In some methods, the anti-PD-1 therapy is an inhibitor that blocks or disrupts the interaction between PD-1 and PD-L1, for example, an anti-PD-1 antibody or an anti-PD-L1 antibody. In some methods, the anti-PD-1 antibody is selected from the group consisting of nivolumab (Opdivo®), pembrolizumab (Keytruda®), pidilizumab and BMS-936559. In some methods the anti-PDL-1 antibody is selected from the group consisting of atezolizumab (Tecentriq®), durvalumab (Imfinzi®) and avelumab (Bavencio®). Other PD-L1 inhibitors include, but are not limited to KNO35, CK-301, AUNP12, CA-170 and BMC-986189.

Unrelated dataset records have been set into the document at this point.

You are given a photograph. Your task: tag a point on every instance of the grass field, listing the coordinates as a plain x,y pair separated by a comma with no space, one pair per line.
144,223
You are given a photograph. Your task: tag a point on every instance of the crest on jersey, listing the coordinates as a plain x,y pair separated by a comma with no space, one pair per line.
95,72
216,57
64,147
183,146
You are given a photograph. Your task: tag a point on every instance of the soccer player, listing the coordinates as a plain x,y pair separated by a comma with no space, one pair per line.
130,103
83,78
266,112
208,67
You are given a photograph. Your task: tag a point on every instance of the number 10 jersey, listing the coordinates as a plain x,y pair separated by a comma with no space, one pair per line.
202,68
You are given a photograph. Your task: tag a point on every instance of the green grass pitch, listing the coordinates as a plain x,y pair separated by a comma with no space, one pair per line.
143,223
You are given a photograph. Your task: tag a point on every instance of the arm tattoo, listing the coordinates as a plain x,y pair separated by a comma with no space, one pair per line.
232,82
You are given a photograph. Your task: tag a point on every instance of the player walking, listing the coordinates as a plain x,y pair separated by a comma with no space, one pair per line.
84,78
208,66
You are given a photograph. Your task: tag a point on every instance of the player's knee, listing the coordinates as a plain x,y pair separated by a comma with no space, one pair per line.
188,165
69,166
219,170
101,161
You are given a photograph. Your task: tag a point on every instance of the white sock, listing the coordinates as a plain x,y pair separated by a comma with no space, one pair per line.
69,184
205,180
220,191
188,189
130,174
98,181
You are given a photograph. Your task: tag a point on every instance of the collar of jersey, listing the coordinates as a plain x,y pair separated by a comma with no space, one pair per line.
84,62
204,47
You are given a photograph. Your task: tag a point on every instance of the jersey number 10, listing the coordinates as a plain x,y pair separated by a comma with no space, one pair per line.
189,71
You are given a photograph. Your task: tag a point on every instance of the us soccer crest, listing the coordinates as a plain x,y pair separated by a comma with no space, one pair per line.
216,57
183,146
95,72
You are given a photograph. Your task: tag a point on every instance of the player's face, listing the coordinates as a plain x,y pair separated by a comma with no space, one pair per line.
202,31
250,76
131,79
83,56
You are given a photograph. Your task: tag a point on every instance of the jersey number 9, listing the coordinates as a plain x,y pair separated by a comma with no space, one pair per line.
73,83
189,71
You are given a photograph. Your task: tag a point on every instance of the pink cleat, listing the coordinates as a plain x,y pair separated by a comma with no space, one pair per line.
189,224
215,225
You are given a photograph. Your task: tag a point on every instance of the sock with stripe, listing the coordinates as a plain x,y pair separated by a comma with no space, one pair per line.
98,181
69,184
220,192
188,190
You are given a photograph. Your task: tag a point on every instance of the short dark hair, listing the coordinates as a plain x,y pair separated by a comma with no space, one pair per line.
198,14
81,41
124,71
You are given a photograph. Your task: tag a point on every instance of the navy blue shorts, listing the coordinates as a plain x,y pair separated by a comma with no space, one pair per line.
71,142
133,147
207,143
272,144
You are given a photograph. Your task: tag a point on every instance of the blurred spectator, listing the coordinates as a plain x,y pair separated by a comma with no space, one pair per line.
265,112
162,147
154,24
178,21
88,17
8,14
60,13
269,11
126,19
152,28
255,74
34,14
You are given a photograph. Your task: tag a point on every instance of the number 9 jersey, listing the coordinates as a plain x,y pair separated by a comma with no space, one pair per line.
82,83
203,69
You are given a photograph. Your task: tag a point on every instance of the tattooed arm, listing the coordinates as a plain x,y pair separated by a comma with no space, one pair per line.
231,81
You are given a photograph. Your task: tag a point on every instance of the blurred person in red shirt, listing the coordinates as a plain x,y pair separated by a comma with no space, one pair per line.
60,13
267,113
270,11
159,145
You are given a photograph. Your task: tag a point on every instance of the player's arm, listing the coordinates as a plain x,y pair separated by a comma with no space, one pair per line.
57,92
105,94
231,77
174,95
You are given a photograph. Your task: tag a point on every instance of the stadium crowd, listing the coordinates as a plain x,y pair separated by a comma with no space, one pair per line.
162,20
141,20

Any of the treatment methods described herein can further comprise administering an effective amount of a second therapeutic agent to the subject. The second therapeutic agent can be selected from the group consisting of a chemotherapeutic agent, an adjuvant, an immunomodulatory agent, a vaccine, a potentiating agent, a tumor antigen, or a combination thereof. It is understood that combinations, for example, a composition comprising immunotherapy and a chemotherapeutic agent, can be administered either concomitantly (e.g., as an admixture), separately but simultaneously (e.g., via separate intravenous lines into the same subject), or sequentially (e.g., one of the compounds or agents is given first followed by the second). Any of the methods provided herein can further comprise radiation therapy or surgery.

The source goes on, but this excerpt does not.